Catatan yang dimaksud menimbulkan The Reds menggerakkan cepat untuk merekrutnya sebagai bagian dari peremajaan skuad usai meraih peringkat juara Kompetisi Inggris.
Liverpool akhirnya menuntaskan pemindahan Isak dengan nilai fantastis 125 jt pound sterling, rekor termahal di sejarah sepak bola Inggris.
Namun, kepindahan itu sejauh ini belum berjalan mulus. Isak memulai musim pada situasi kebugaran yang kurang ideal setelahnya hubungannya dengan Newcastle memanas, satu di antaranya menolak berlatih sama-sama pasukan pada periode pramusim.
Hingga kini, Isak baru mencetak satu gol dari 14 penampilan sama-sama Liverpool. Penyerang berusia 26 tahun itu bahkan tersisih dari starting XI pada dua laga terakhir, kalah bersaing dengan Hugo Ekitike.
Secara kolektif, performa Liverpool juga belum stabil dengan menempati peringkat tujuh di klasemen sementara setelahnya 16 pertandingan.
Meski demikian, Isak memandang situasi ini bukanlah hal baru di kariernya. Dia menyinggung pengalaman pahit pada waktu menjalani kepindahan besar pertamanya ke Borussia Dortmund pada 2017.
Meski berstatus pemain termahal Allsvenskan pada waktu itu dan juga sempat dibandingkan dengan Zlatan Ibrahimovic, Isak gagal menembus tim utama Dortmund.
Kariernya kembali bangkit pasca dipinjamkan ke Willem II dalam Belanda, sebelum menemukan performa terbaik sama-sama Real Sociedad. Kebangkitannya di Spanyol itulah yang digunakan akhirnya memproduksi Newcastle United berani membelinya dengan tarif 63 jt pound sterling pada 2022.
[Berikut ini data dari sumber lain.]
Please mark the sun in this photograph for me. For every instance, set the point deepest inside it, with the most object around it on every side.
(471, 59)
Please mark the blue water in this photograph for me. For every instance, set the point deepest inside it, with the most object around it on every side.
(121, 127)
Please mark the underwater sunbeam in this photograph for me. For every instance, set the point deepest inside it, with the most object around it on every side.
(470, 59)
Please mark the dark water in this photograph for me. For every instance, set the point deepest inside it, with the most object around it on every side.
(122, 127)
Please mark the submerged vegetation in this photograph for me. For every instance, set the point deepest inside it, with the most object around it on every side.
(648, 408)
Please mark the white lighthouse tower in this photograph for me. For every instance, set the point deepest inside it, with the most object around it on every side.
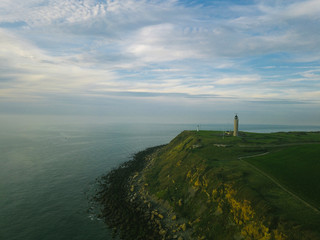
(236, 125)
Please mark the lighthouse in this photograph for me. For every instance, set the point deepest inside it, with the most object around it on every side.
(236, 125)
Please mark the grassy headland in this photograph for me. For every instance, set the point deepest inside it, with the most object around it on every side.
(204, 185)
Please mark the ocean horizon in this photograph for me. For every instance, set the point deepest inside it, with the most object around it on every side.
(47, 171)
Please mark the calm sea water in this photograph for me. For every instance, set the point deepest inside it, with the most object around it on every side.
(45, 173)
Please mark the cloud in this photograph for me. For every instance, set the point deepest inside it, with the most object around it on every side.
(160, 49)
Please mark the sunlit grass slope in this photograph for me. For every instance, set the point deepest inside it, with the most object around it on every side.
(220, 197)
(296, 167)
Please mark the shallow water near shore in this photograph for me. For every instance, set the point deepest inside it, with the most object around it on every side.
(46, 172)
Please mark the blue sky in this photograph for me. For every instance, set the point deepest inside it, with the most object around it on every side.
(162, 61)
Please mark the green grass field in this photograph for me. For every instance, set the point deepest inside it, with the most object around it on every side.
(297, 168)
(189, 171)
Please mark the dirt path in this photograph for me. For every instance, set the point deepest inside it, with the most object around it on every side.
(276, 182)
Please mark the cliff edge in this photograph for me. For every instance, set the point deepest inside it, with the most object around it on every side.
(204, 185)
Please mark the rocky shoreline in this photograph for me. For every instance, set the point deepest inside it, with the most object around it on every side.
(129, 209)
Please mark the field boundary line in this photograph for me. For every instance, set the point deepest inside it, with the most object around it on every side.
(276, 182)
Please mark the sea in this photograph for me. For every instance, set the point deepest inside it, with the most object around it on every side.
(47, 172)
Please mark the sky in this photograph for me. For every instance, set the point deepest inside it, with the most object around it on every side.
(164, 61)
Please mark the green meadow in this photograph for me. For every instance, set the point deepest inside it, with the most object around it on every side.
(255, 186)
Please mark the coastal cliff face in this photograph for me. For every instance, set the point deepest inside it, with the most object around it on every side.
(197, 188)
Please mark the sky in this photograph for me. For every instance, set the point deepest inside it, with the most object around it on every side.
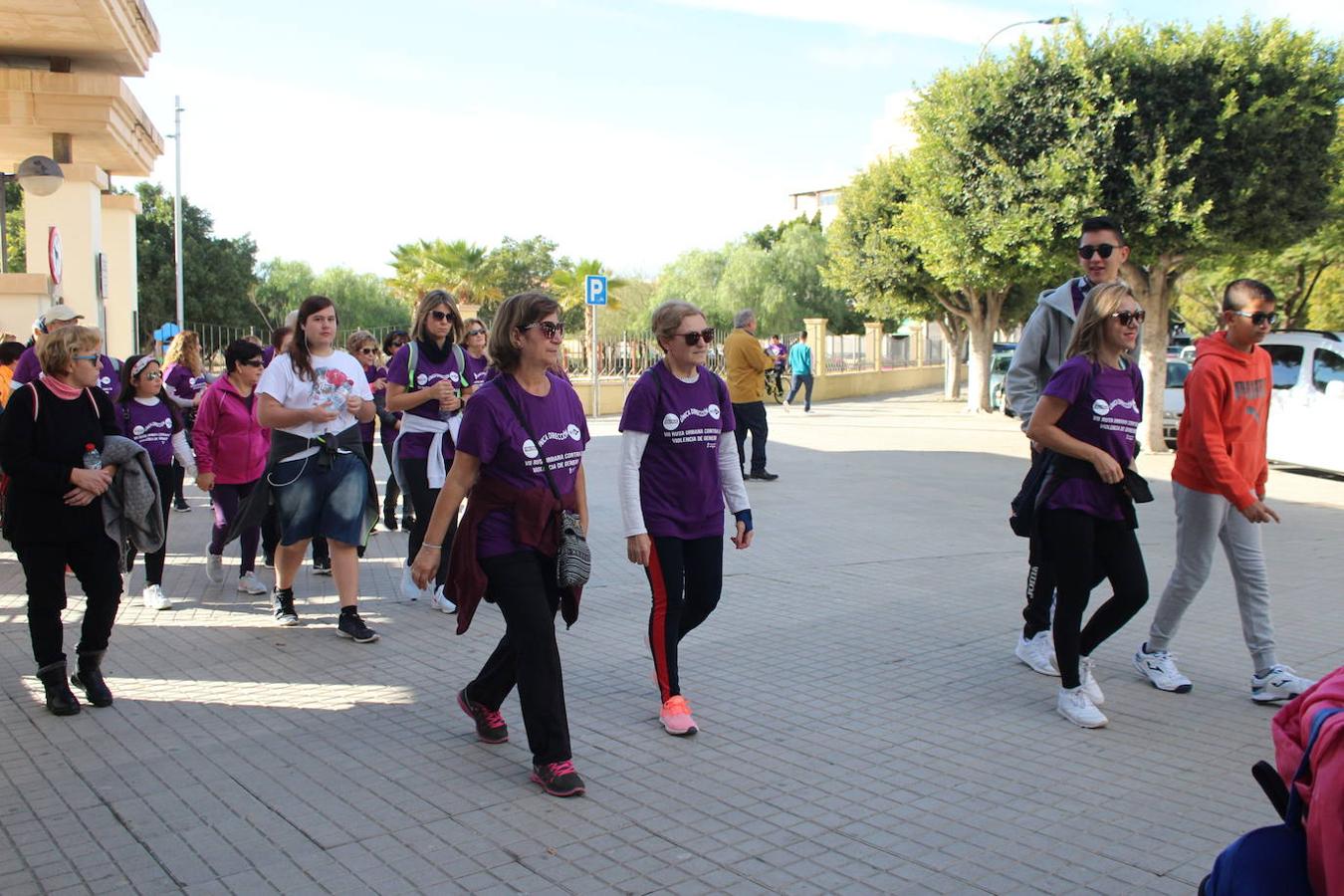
(625, 130)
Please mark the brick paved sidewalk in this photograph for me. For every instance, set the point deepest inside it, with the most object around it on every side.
(864, 726)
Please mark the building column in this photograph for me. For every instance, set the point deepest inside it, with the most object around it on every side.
(121, 292)
(76, 210)
(816, 328)
(872, 342)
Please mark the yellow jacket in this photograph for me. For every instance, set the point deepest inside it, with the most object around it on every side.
(746, 364)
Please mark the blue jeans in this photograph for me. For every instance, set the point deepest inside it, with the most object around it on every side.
(801, 379)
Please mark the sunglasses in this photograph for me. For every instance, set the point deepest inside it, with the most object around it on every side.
(1259, 318)
(695, 336)
(1101, 249)
(549, 330)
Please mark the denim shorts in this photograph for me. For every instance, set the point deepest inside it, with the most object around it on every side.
(311, 501)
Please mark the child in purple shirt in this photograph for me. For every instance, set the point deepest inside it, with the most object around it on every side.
(679, 462)
(1087, 415)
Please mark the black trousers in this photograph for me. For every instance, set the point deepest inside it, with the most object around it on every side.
(1082, 549)
(95, 563)
(422, 499)
(154, 561)
(750, 418)
(686, 576)
(523, 587)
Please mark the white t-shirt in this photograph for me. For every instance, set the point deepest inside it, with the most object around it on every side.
(335, 376)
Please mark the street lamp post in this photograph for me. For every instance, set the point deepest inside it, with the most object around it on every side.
(37, 175)
(1052, 20)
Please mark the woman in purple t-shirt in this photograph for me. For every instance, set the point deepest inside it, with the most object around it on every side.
(523, 434)
(1089, 415)
(679, 464)
(184, 383)
(146, 418)
(426, 380)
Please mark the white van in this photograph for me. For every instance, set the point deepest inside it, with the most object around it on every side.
(1306, 408)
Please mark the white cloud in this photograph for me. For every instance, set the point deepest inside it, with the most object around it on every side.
(956, 22)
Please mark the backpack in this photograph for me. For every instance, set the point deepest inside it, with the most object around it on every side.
(1270, 860)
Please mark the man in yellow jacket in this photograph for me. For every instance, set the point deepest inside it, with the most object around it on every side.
(746, 364)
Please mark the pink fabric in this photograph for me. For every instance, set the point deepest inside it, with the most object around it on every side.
(229, 439)
(1324, 792)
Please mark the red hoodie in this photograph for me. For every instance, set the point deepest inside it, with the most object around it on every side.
(1221, 443)
(1323, 795)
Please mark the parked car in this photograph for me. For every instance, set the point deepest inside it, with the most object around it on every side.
(1306, 407)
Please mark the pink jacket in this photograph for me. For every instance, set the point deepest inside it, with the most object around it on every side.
(1324, 795)
(229, 439)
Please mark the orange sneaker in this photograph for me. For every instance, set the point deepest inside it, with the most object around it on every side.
(676, 718)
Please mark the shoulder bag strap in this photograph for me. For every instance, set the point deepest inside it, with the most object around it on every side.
(518, 411)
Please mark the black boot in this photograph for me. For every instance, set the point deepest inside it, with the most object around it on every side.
(89, 677)
(61, 700)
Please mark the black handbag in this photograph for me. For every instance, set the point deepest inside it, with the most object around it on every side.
(572, 557)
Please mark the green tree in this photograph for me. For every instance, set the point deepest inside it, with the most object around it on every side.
(218, 277)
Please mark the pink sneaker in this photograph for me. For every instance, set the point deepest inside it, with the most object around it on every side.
(676, 718)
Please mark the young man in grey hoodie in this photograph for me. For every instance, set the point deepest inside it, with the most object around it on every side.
(1040, 350)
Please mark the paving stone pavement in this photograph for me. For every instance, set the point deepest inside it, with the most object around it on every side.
(864, 724)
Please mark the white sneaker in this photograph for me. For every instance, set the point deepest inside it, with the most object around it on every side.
(1279, 683)
(441, 602)
(153, 598)
(249, 583)
(1089, 680)
(1074, 706)
(1037, 653)
(410, 590)
(215, 567)
(1160, 669)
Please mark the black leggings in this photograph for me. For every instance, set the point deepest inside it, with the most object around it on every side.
(95, 563)
(686, 576)
(1082, 549)
(523, 587)
(415, 472)
(154, 560)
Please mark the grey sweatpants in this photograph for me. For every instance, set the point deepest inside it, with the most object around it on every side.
(1202, 520)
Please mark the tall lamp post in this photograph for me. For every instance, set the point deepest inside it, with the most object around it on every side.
(37, 175)
(1052, 20)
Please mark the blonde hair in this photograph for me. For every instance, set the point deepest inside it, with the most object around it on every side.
(668, 316)
(184, 349)
(1090, 327)
(433, 299)
(57, 353)
(357, 338)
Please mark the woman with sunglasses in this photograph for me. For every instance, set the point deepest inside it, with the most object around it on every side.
(54, 510)
(1089, 416)
(388, 425)
(525, 431)
(231, 448)
(426, 380)
(679, 465)
(149, 419)
(477, 361)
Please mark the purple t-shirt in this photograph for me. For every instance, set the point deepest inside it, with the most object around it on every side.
(183, 383)
(29, 369)
(415, 445)
(150, 426)
(1106, 416)
(492, 433)
(680, 492)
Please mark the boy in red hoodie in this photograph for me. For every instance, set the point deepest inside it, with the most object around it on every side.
(1218, 484)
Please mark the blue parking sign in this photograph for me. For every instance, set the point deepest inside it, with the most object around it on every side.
(594, 289)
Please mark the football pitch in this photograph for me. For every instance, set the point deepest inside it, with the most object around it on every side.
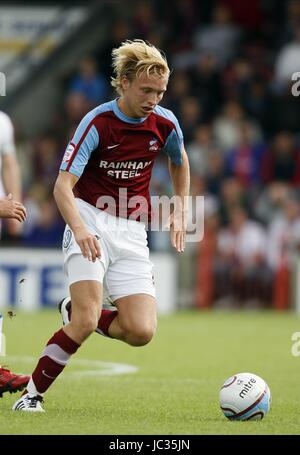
(170, 386)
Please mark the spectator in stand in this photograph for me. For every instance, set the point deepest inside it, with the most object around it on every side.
(243, 162)
(190, 115)
(46, 159)
(199, 149)
(220, 38)
(232, 195)
(90, 83)
(270, 201)
(226, 127)
(49, 227)
(288, 61)
(206, 82)
(282, 162)
(215, 174)
(284, 234)
(241, 268)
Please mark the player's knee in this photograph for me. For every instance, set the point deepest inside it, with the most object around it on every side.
(85, 323)
(141, 336)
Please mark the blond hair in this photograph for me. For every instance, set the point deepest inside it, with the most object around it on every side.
(133, 58)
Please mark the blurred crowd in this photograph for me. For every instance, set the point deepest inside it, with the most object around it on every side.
(230, 89)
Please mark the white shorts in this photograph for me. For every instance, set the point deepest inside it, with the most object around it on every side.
(124, 267)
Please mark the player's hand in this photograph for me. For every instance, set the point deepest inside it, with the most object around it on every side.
(177, 224)
(88, 243)
(12, 209)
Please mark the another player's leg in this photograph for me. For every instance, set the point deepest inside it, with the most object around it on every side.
(10, 382)
(136, 321)
(132, 321)
(86, 307)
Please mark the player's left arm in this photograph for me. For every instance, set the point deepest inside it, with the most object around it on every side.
(11, 177)
(180, 174)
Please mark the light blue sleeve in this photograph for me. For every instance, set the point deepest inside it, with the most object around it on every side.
(174, 143)
(80, 148)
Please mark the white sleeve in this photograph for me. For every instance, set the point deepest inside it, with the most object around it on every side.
(7, 143)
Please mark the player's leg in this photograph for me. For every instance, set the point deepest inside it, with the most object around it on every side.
(10, 382)
(136, 320)
(86, 297)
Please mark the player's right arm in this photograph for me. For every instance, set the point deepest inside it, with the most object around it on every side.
(76, 157)
(12, 209)
(64, 197)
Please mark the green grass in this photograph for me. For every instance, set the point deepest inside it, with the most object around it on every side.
(175, 390)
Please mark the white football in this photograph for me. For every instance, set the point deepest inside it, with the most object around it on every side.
(245, 396)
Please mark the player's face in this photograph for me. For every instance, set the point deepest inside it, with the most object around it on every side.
(142, 94)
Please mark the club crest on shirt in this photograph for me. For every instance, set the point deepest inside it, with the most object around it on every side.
(153, 145)
(68, 153)
(67, 238)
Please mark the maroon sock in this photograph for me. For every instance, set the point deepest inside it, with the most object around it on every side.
(53, 360)
(106, 318)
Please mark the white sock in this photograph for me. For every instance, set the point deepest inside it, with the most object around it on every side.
(31, 389)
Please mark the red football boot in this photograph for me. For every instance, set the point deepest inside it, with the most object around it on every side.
(10, 382)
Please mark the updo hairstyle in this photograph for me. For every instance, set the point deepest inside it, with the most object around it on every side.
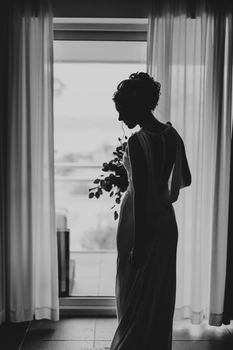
(140, 91)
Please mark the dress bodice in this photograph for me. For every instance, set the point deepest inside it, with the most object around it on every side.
(164, 157)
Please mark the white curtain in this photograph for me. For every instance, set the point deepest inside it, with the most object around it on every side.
(29, 275)
(192, 59)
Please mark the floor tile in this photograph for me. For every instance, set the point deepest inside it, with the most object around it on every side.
(65, 329)
(102, 344)
(105, 328)
(12, 335)
(57, 345)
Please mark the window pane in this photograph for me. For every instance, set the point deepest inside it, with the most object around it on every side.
(86, 131)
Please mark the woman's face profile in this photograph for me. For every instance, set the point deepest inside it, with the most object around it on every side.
(128, 115)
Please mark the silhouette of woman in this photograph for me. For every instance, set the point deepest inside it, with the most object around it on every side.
(147, 234)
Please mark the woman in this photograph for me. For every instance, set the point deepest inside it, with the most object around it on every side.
(147, 234)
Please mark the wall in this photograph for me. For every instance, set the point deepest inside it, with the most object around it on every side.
(101, 8)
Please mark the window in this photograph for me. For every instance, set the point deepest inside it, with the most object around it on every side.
(87, 69)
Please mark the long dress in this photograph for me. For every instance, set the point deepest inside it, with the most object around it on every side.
(145, 297)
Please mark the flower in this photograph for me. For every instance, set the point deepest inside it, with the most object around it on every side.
(116, 182)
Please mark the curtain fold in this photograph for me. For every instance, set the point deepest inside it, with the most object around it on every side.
(192, 59)
(29, 233)
(228, 300)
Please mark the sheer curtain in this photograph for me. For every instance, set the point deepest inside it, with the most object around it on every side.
(192, 59)
(28, 237)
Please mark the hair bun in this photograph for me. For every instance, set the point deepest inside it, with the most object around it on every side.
(142, 77)
(139, 88)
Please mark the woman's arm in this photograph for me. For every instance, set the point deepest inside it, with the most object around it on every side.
(186, 175)
(139, 176)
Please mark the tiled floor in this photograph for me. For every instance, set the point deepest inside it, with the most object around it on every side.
(96, 333)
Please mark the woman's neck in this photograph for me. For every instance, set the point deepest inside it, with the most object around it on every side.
(150, 123)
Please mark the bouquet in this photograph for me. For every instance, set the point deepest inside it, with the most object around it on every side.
(116, 182)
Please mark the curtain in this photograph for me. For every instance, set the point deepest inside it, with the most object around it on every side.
(192, 59)
(228, 300)
(28, 270)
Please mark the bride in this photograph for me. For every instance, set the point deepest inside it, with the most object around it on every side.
(147, 234)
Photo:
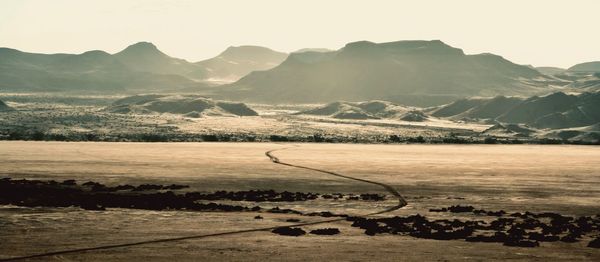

Pengalaman jatuh bangun yang disebutkan menjadi dasar keyakinan Isak bahwa masa sulitnya dalam Liverpool bukan akan berlangsung lama.
“Tentu sekadar saya percaya diri. Pengalaman mengajarkan untuk tak terlalu tinggi lalu tiada terlalu rendah. Mencari keseimbangan itulah yang sekarang semakin saya kuasai.”